Electronic – Proof that every circuit with diodes has exactly one solution

circuit analysisdiodes

Consider an electronic circuit consisting of linear components plus a number of ideal diodes. By "ideal" I mean they can either be forward-biased (i.e. \$v_D=0\$ and \$i_D\geq 0\$ ) or reverse-biased (i.e. \$v_D\leq 0\$ and \$i_D=0\$).

These circuits can be calculated by arbitrarily declaring each diode either forward-biased or reverse-biased, and setting \$v_D=0\$ for every forward-biased diode and \$i_D=0\$ for every reverse-biased diode. After the resulting linear circuit has been calculated, we have to check whether at every forward-biased diode \$i_D\geq 0\$ and at every reverse-biased diode \$v_D\leq 0\$ is satisfied. If yes, that's our solution. If not, we have to try another set of choices for the diodes. So, for \$N\$ diodes, we can calculate the circuit by calculating at most \$2^N\$ linear circuits (usually much less).

Why does this work? In other words, why is there always one choice that leads to a valid solution and (more interestingly) why are there never two choices that both lead to valid solutions?

It should be possible to prove that on the same level of rigor with which e.g. Thevenin's theorem is proven in textbooks.

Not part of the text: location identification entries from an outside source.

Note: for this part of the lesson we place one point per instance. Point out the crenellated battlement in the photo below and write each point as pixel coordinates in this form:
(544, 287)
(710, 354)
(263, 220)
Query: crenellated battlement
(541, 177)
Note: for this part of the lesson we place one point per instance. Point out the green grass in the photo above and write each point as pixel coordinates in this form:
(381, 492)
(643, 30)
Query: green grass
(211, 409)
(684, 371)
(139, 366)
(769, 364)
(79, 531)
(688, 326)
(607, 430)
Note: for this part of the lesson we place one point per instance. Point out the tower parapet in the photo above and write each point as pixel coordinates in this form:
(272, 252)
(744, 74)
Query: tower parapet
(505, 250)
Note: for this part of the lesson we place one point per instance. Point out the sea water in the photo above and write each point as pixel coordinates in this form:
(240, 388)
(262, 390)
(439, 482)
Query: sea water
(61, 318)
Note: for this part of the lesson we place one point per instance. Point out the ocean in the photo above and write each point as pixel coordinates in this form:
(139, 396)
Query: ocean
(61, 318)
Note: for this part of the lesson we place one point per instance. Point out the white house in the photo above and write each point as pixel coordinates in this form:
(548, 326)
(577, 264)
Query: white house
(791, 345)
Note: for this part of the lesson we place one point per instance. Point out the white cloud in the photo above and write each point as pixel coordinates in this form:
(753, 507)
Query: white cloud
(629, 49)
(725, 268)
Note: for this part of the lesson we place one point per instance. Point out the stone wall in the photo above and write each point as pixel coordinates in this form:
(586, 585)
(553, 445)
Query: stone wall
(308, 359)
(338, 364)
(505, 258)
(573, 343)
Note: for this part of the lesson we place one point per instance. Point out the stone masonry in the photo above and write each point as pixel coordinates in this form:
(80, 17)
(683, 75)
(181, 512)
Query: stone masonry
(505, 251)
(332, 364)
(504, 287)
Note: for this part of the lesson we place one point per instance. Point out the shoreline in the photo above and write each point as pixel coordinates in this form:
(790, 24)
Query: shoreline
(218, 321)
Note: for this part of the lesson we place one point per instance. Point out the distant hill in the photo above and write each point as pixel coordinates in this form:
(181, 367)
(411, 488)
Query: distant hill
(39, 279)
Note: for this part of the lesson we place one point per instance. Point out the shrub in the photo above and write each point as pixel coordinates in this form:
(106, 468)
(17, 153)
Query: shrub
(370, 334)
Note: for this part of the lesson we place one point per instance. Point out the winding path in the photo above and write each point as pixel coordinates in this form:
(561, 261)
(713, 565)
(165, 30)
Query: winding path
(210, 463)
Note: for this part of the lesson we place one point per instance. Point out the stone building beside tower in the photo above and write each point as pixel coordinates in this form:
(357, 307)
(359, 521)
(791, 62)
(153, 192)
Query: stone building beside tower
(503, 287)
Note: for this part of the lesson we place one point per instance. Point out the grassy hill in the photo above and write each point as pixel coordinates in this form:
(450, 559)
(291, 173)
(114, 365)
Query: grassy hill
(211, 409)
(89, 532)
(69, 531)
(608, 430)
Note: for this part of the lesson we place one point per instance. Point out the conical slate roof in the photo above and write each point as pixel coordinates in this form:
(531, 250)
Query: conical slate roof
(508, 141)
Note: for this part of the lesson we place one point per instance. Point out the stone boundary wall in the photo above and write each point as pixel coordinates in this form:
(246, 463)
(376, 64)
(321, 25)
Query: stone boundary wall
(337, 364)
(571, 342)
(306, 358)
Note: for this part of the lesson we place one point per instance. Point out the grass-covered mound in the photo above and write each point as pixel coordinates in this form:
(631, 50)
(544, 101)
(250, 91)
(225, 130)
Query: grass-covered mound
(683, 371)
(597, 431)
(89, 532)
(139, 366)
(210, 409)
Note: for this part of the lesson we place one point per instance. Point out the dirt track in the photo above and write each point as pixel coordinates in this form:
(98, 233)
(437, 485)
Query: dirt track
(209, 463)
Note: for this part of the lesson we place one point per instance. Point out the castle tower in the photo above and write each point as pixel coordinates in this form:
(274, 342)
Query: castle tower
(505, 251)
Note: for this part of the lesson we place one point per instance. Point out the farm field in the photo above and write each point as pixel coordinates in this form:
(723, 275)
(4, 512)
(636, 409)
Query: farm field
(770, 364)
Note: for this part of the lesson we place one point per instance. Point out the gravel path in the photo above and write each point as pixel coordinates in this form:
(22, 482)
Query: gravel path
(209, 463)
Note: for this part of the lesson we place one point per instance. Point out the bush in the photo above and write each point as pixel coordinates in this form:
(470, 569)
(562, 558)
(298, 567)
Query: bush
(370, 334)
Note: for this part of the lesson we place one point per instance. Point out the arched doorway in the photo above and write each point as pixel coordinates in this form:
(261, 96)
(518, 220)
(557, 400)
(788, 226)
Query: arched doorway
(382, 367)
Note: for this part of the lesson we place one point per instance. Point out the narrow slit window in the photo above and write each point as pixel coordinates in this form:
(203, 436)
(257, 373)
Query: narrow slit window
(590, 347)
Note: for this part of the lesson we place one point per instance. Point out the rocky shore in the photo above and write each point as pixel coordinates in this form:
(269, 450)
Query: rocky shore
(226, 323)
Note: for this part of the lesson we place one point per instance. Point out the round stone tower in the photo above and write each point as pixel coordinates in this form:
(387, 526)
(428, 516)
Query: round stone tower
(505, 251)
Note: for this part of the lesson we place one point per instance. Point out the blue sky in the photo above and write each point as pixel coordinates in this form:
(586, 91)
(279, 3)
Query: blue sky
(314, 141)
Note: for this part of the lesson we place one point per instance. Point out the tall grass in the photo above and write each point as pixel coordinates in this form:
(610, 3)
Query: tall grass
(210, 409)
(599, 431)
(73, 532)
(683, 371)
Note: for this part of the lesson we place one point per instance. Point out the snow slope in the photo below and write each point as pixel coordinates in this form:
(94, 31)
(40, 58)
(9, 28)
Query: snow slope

A link to a proof in the literature would also be an acceptable answer.

Best Answer

I assume this is for a contrived problem where there is a circuit with known passives and some I's and V's given and spots marked for diodes of unknown direction. My answer is:

Hopefully the creators of the problems have constrained themselves to instances where their assumptions lead to their conclusions.

It could be theoretically unsolvable by having a diode be extraneous; consider grounding both sides of a diode. There could be non-trivial cases using virtual grounds or other equal voltages that could be hard to spot.

There surely could exist valid circuits that only differ by the direction of a diode for any value of "valid circuit" that includes diodes. Consider modeling switches using those ideal diode rules, how can you decide if a switch was meant to be on or off? Hopefully the given currents and voltages give enough hints. And hopefully they haven't given you conflicting hints.

This shifts the question to "How can you tell if an instance has enough information to be unique?" I remember the answer being something like you need one independent given for each independent unknown, but I'm sure I couldn't prove that or come up with a general test for the independence of either.